Dolphin populations are already stressed in the area, having been severely damaged by the historic BP oil disaster in 2010, which still impacts the dolphin populations in Barataria Bay today. Officials with the National Oceanic and Atmospheric Administration report that deadly dolphin strandings in Texas, western Louisiana, and coastal Florida are on the rise this year as well. Still, they haven’t approached the dangerous 2019 levels when record flooding pumped river runoff into the Gulf and contributed to the death of more than 300 hundred dolphins. Scientists say impacts of red tide and the toxic impacts of yearly “dead zones” caused by inflows of toxins and oxygen-killing algal blooms may be contributing too.
Meanwhile, Louisiana faces challenges to find all the dolphins that may be dying in its marshes, a major task considering the state essentially abandoned its stranding effort, a program to identify and recover marine mammals in distress, in the years following the 2010 BP disaster. Experts say many dolphins likely have died unidentified.
Gabriella Harlamert, coordinator of the Audubon Nature Institute’s wildlife stranding network, says the organization is trying to build up its resources, and that it now has its first boat on order. She says they were able to help rescue seven dolphins last year after Hurricane Laura slammed into the Louisiana coast, and they participated in a recent multi-agency rescue of a young dolphin trapped in Ida’s floodwaters in Slidell, Louisiana.
But Harlamert was too late to help save the four dolphins recently found in Plaquemines. Her small team responded to the stranding report, but she says the animals were too decomposed to do a proper necropsy. “I’ve never gotten dolphins like this that were so fragmented,” she says. She blames storm surge for trapping the animals, who likely got caught in a containment area by the road as the surging water rushed back into the bay.
Public officials, however, like Lt. Governor Billy Nungesser, former president of Plaquemines Parish during the BP oil disaster, say the dolphins killed during Hurricane Ida are symbolic of a state’s coastal restoration plan gone awry.
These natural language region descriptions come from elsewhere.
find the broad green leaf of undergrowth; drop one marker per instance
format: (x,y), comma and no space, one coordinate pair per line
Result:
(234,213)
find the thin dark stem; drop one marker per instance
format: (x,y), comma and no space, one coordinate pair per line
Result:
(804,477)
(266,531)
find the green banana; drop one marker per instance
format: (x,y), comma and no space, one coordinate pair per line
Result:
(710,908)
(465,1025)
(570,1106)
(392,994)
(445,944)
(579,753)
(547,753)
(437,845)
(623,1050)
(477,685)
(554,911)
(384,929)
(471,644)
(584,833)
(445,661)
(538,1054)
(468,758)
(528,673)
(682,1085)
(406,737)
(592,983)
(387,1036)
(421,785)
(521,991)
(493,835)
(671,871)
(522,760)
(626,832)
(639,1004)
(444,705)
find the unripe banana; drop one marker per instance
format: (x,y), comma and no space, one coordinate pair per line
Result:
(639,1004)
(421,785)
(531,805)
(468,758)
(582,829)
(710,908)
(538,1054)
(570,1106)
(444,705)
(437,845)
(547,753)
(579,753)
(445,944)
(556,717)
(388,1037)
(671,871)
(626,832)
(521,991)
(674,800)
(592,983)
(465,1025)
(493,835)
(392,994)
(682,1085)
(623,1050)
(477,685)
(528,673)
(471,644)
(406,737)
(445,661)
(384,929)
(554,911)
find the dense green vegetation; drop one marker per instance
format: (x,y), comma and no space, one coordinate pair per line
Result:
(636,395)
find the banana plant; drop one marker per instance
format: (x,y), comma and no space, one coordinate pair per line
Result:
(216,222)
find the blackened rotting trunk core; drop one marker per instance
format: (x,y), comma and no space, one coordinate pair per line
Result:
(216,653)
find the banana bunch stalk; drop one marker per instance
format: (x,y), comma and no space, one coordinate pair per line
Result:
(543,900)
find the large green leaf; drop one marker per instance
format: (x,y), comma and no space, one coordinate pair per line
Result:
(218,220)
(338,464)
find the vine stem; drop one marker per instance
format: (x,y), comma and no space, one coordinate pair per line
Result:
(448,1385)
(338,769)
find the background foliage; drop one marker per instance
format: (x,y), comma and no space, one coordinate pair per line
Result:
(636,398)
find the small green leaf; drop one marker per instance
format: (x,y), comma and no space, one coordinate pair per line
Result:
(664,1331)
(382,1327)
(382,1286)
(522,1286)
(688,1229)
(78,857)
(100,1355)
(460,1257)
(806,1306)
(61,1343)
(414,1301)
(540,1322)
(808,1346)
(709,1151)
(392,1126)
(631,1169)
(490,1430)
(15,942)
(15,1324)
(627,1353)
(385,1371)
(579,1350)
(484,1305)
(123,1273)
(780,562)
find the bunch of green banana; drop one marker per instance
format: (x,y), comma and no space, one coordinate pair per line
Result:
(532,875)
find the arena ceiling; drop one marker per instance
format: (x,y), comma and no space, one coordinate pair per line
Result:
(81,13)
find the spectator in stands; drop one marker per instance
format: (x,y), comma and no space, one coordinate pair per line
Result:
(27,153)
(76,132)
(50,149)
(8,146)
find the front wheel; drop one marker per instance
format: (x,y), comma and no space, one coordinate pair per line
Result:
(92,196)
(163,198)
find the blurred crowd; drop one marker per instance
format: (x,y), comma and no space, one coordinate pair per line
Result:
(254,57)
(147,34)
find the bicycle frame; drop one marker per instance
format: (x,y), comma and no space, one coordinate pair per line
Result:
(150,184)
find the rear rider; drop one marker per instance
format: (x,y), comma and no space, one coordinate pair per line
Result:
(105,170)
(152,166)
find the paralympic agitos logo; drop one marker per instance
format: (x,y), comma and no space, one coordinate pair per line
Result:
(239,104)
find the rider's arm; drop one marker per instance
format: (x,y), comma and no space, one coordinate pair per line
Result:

Nungesser, who is in charge of Louisiana’s seafood promotion board, has made opposing the massive river diversion projects central to his likely run for governor in 2023. He said earlier this year that the future of Louisiana lies in protecting its fisheries, not the oil and gas industry, which he famously said “was going down.” He argues that the state should be focusing on more immediate, short-term projects they know work, such as more dredging and berms to help land areas which act as a buffer between storm surges and the coastline, instead of working on 50-year programs when it’s challenging to predict that far into the future.
“The dolphins on that road is a wake-up call,” Nungesser told Desmog. “How do they think they can dump all this polluted river water in there and not kill everything?”
Political leaders and residents in coastal areas that will be impacted by these diversions largely agree with the Lt. Governor. They say there are other ways to try to build coastal land that won’t destroy the fisheries in the process.
Dredging, for instance, also works to build land — but requires constant maintenance. The state says diversions can build land naturally. The question for many is: at what cost? Is it worth impacting dolphin populations and jeopardizing the fisheries? The state says it will compensate local communities for their losses, but locals say that is impossible. They say it will kill their livelihoods.
“There are more than two thousand dolphins in this area,” says Coleman. “The diversions will kill them … we need to stick with dredging.”